Essa discussão é parte do processo científico. Ao publicar os resultados do seu paper, o autor convida outros especialistas no assunto a criticá-lo. Esse é um campo de pesquisas relativamente jovem, o que equivale a dizer que Jacobson está fazendo ciência de ponta. O que torna a controvérsia mais natural ainda. Mas isso também não quer dizer que se trata de uma discussão inteiramente isenta. É só imaginar o que representa o mercado americano de combustíveis — ou, para abrir um pouco mais a discussão, o mercado de mobilidade — para se perceber que os interesses envolvidos são gigantescos.
Incertezas
Para Gabriel Branco, consultor na área de controle da poluição ambiental com 30 anos de experiência em combustíveis alternativos, o estudo deve ser analisado com muito cuidado — especialmente no que diz respeito aos futuros padrões de emissões para o combustível. A queima da gasolina ou do etanol em motores veiculares gera diversos poluentes, com diferentes efeitos sobre a saúde pública. A questão, portanto, é identificar os prováveis efeitos da combustão do etanol de maneira a minimizá-los. Sob essa perspectiva, o etanol apresenta algumas vantagens. Ao contrário da gasolina, é uma substância pura, e portanto muito mais fácil de estudar e de manipular.
Gabriel Branco chama atenção para as incertezas inerentes ao uso dos modelos matemáticos — ponto ressaltado por outros especialistas, como o consultor Alfred Szwarc. O resultado depende das premissas adotadas, o que não permite conclusões muito precisas. Esses estudos são úteis para indicar tendências, mas serão necessários muitos deles para que tenhamos uma visão mais clara do problema. E não se trata apenas da incerteza com relação às decisões de política pública que serão tomadas nos próximos anos. Szwarc lembra que modelagem de poluição do ar é extraordinariamente complexa. Especialmente no caso do ozônio, que não é emitido pelos motores, e sim produzido em reações químicas na atmosfera a partir de precursores que, esses sim, vêm dos veículos.
Réplica e tréplica
Críticos do trabalho de Jacobson já colocaram suas objeções na internet e ele já respondeu a todas — demonstrando que torre de marfim é coisa do passado. Com efeito, Jacobson respondeu no seu website às críticas exatamente daqueles que representam interesses concretos — Ethanol Coalition e Renewable Fuels Association. Também sobrou para o Natural Resources Defense Council, ONG independente e respeitada que tem defendido os biocombustíveis como a grande alternativa para os Estados Unidos. O ponto fundamental, segundo ele, é o seguinte: o caminho para evitar as mortes causadas pelas emissões de veículos a gasolina e diesel é a sua substituição por veículos elétricos ou a célula de combustível, cuja energia virá do vento ou do sol.

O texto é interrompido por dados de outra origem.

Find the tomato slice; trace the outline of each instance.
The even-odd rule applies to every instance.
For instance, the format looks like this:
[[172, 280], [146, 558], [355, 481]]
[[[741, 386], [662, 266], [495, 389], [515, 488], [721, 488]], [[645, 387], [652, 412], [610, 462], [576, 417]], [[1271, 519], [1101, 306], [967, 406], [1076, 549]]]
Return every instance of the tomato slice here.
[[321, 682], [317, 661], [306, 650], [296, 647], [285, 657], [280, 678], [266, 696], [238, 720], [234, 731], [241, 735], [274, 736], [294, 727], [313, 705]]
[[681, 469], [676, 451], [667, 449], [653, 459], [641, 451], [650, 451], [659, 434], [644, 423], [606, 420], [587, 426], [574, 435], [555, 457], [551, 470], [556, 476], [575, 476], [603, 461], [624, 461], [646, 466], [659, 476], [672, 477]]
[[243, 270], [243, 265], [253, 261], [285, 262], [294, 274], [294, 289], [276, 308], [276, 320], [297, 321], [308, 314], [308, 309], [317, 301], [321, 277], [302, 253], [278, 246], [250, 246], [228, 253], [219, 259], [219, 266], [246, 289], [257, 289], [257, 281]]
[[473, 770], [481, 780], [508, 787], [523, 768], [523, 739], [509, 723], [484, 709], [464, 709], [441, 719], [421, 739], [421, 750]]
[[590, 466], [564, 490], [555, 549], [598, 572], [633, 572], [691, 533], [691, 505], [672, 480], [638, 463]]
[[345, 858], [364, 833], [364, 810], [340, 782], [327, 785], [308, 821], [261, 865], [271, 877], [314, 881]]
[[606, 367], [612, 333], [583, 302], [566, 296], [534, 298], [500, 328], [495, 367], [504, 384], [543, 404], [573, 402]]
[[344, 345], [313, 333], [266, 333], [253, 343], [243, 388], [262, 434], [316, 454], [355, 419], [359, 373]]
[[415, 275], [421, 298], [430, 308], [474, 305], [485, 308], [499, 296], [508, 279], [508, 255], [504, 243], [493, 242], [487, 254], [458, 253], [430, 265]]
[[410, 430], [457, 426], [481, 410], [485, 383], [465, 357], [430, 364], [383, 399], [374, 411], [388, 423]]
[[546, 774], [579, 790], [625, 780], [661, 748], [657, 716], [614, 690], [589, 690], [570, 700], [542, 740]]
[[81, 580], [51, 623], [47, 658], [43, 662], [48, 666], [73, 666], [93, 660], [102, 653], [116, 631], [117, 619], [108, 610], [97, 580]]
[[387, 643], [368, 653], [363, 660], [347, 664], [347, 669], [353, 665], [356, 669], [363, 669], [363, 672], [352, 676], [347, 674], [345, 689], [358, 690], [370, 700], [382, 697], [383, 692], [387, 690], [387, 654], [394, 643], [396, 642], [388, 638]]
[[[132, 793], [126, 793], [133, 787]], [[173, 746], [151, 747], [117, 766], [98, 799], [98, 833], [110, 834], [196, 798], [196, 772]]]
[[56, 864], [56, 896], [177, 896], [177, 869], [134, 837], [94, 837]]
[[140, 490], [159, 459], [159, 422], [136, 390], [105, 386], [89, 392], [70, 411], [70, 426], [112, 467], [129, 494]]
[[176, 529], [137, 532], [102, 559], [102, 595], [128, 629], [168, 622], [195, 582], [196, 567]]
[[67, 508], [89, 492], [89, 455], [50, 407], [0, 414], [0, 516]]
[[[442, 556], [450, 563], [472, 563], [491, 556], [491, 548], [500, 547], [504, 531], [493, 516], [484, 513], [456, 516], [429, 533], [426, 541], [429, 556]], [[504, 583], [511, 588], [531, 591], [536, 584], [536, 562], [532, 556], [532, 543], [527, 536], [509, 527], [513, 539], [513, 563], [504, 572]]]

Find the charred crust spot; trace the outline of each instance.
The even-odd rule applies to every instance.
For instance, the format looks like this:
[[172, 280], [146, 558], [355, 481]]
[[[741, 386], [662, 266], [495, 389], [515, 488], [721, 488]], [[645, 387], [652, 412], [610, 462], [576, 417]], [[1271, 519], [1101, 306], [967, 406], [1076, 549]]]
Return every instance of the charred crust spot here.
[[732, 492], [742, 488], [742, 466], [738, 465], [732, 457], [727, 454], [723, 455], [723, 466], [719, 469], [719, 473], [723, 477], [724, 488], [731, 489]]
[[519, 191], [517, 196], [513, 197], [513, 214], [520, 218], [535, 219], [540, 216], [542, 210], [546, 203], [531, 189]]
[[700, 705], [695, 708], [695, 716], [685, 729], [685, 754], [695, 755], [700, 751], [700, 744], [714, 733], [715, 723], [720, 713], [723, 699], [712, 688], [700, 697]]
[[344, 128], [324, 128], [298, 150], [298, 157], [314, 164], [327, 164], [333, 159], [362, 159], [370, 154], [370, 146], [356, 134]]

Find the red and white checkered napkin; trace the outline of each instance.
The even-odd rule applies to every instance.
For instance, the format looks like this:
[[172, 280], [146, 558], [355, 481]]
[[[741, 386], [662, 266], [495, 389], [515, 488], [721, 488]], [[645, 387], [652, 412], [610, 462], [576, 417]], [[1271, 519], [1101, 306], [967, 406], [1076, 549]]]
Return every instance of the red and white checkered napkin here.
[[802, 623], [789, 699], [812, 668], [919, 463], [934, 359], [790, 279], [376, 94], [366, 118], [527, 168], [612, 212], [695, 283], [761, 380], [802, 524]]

Mas essa incerteza toda não pode ser razão para não agir. Para André Ferreira, consultor da Fundação Hewlett, ainda há muito para ser pesquisado na ciência da poluição atmosférica, mas as nossas decisões de política pública não podem esperar um nível ideal de conhecimento que talvez nunca venha a ser atingido. O melhor, segundo ele, é colocar em prática regras flexíveis, que possam ser atualizadas na medida em que novos nexos causais são descobertos. E continuar investindo em pesquisa, apesar das dúvidas com relação a alguns dos instrumentos usados, como os modelos matemáticos de química atmosférica. São imperfeitos, mas não dispomos de nada melhor.